Respect is earned - a message to young men

Today's youth culture contains an interesting and tragic irony when it comes to the issue of manhood and respect. There is a widely held belief that respect has something to do with conquest and winning, as publicly as possible. Fame and money are seen by some kids, (and parents, for that matter), as legitimate life goals in their own right, rather than a reward for hard work and talent. Social status is commonly based on being more popular and powerful, whether physically, financially or otherwise. The irony that respect and long term happiness has always been achieved by living life by precisely the opposite values seems to elude many young men today.

The tragedy is the number of kids whose lives are ruined by those who do not understand this simple truth: Respect is earned. The media has been full of stories these past few years of young men acting like thugs and sociopaths towards others, especially the young ladies in their lives. This isn't simply another social trend, it strikes at the heart of what it means to be a civilized society. These kids, whether bullies or victims, are going to be adults before we know it, and live their lives by their dog-eat-dog beliefs, experiences and behaviours for another generation. This cannot be allowed to continue.
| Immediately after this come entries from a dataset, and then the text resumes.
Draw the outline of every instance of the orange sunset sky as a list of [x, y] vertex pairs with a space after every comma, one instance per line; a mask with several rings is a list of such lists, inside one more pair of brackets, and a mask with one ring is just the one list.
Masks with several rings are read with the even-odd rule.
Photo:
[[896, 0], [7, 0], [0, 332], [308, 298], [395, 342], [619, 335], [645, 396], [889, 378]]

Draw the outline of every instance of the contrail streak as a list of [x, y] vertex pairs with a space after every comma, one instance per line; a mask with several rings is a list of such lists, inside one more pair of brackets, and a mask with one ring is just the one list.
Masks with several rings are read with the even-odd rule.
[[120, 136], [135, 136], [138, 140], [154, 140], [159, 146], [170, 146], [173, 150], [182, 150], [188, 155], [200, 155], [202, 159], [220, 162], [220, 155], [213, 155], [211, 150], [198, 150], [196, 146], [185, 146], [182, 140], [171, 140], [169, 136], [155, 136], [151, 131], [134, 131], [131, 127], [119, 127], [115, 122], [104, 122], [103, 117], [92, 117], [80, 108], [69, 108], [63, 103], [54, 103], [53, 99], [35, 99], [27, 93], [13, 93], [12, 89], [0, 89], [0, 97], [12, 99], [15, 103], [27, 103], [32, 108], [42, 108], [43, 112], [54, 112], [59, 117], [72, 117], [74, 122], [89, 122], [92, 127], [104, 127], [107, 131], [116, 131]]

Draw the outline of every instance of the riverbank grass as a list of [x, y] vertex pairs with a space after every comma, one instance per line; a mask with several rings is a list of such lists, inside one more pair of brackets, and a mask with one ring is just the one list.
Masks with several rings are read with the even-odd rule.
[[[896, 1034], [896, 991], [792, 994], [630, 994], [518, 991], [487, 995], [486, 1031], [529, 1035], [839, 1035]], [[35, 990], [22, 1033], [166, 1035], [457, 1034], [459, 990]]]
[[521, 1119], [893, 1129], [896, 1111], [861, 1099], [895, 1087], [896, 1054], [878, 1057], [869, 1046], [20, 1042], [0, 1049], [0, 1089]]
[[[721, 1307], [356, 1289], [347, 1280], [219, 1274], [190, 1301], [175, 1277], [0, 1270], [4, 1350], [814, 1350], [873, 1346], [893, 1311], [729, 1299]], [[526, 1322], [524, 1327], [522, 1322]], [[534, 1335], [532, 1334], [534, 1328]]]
There have been many stories in the news of mothers who have lessons and wisdom to pass on to young women, often as a result of their brave decision to speak out after their daughters have been the victims of cyber-bullying or far worse. What I haven't seen as much of is the same sort of advice from fathers to their sons. It's past time that I put my two cents worth in on the subject. If you are a young man today, and your idea of how to treat women revolves around your own ego and social status, you have a lot to learn about what truly matters in life, and how the real world works.
"Reality is that which, when you stop believing in it, doesn't go away" ~ Phillip K Dick, author of Blade Runner, Minority Report, and Total Recall, among many other books.
There are a few simple universal truths in life, and no matter whether you choose to believe them or not, they will still be true. The truth also has a troublesome habit of teaching hard lessons in life if you don't listen to it. One truth is that smart people run the world. "Smart" in this context doesn't just mean book smart, or genius, or any of the usual definitions, not at all. It mostly means people that are smart enough to realize that good is better than evil. Kindness creates kindness in return, and people of good conscience empower each other to true happiness in life, regardless of any amount of materialistic or superficial "success".

Another universal truth is that human beings need each other; being alone doesn't suit us, we need companionship. Having a posse of insecure followers doesn't cut it, neither does celebrity worship by the masses. Only through having true friendship, sharing mutual trust and respect can people thrive. The thing about universal truths is that they became recognized as such because they never change, people have known them for thousands of years. Wisdom is a powerful tool for happiness.

I cannot speak to all the forms of human companionship, I can only pass on what I know about - how a young man should treat the young ladies in his life. I suspect that the same rules hold true for establishing and thriving in any loving relationship, regardless of the genders involved. My only experience is what I have been taught by my own father and others in life. That, and my own mistakes. Here, then, is what I've learned...

Respect women. If you want to be respected, there is only one way - treat others the same way. That pretty girl you are so fond of is a human being, with thoughts and feelings, not a toy for your pleasure. If she isn't interested, accept it. Treat her as any friend would like to be treated. Real men know that friendship comes first. They don't retaliate for their bruised ego by lashing out, like cyber harassing her, or bragging and lying to friends about her. Move on. If by chance the young lady is interested...

Cherish her. If a girl puts her trust in you, she thinks you've earned it, so live up to that. Consider yourself lucky that she has chosen you; not everyone finds a good friend to become close to. Don't treat her like a prize, treat her like the intelligent, caring person she is. Remember - her body is her's alone, just because she agreed to a date or two doesn't mean she owes you a damned thing, especially not sex. That's a subject for the two of you to discuss if you become a serious, long term couple, but remember, she has the last word on the subject.

Protect her. No, I don't mean that girls are helpless and weak. The "knight in shining armor" routine can be romantic if it's done for fun, but real life doesn't work that way. Real men know that's a silly, old fashioned cliche. I mean be her equal partner. What threatens or hurts her, threatens and hurts you too; you're a team. Don't treat her like she's a weakling, talk to her, face the challenge together, that's the whole point of being together.

And finally...

Be a man about it. Stand up for what's morally right, speak up for the weaker, respect your elders (they do know a thing or two), and be honest in your dealings with others. Lying, macho stupidity and acting like a thug will only lead to one of those intelligent people that I mentioned earlier being your boss one day. That's assuming you haven't screwed your life up so much that you can't keep a good job, and a happy social life.

The new definition of "cool" is being a gentleman. Consider this - how do you think the ladies will feel about an upstanding nice guy that shows strength in ways that muscle and money can't? Stand out as a decent young man the world will respect, and you'll find that doing good attracts the best friends you could ask for in life. The girls will notice, trust me.